For me, at least, the modern struggle for civil rights has to encompass everyone who has been denied their rights and their equality because of status, because of who they are instead of what they do or do not do. This is a fight against limitations on mobility, against the idea that if you are born as one kind of person you have a certain "place" in society, that you shouldn't "get uppity" or try to inject yourself into the realms of high politics and finance because of some accident of birth. It's a fight against the notion that you have to give up who you are in order to join the mainstream, rather than behaving in a manner consistent with the mainstream while still retaining awareness of and pride in yourself. A fight against the notion that any of us can be reduced to some asinine label: the black guy, the angry feminist, the queer. All of us are more than that, both individually and collectively.

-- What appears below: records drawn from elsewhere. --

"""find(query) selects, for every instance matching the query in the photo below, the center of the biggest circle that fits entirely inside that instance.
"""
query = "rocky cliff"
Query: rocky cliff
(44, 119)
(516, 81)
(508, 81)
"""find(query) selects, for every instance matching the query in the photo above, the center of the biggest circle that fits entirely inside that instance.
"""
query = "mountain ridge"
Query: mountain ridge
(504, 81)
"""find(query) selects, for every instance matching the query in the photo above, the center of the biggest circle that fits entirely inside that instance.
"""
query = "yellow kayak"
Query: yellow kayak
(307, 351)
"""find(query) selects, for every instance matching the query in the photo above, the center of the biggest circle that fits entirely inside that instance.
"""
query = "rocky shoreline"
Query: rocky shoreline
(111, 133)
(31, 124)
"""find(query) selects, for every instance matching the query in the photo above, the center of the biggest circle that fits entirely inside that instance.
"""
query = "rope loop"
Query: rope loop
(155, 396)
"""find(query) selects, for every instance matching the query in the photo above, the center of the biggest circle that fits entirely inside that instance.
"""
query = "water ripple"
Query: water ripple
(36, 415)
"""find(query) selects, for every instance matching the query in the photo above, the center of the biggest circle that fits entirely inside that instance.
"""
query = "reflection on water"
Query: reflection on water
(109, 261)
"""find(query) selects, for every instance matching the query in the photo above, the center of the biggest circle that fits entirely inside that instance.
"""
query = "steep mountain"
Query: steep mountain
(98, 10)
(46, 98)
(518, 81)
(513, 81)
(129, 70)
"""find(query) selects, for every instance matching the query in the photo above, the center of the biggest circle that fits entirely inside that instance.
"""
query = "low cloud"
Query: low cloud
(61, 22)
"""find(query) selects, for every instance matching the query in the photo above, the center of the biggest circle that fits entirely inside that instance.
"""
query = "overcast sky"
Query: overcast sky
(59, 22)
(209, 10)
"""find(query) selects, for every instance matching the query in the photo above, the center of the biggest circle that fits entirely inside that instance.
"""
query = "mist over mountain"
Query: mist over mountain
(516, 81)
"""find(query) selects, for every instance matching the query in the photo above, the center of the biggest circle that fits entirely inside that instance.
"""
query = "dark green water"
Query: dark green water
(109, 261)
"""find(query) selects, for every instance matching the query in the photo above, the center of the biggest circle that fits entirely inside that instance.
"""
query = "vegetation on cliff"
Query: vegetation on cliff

It's about equality of opportunity, not equality of outcome. There's no such equality within the white community: some prosper, while many, many more fall into the lower ranks of socioeconomy. So racial equality and gender equality won't mean that every black man becomes a CEO, or every woman becomes governor or president. It means that those goals won't be sealed off to anyone because they're black, or because they're a woman, or because they're gay.

Those goals have not been achieved yet, so the struggle must go on. We've made great progress, but the Promised Land has not been reached, not yet. So the struggle must go on. But it is a struggle that can be won, and is being won day by day. And victory won't mean victory for African Americans, victory for other minorities, victory for women or victory for gays. It will be victory for America itself, because it will mean that, at long last, the promise of America's founding documents has been fulfilled.

1 comment:

Mari-Djata said...

People like to think that the Civil Rights Era was a black thing, but it wasn't. Asians and gays were both heavily integrated in the fight for Civil Rights. Asians helped found the Black Panther and one of MLKJ's closest friend and mentor was a homosexual man (Banyard Rustan). All types of folk were just fed up with injustices... not jus black peple.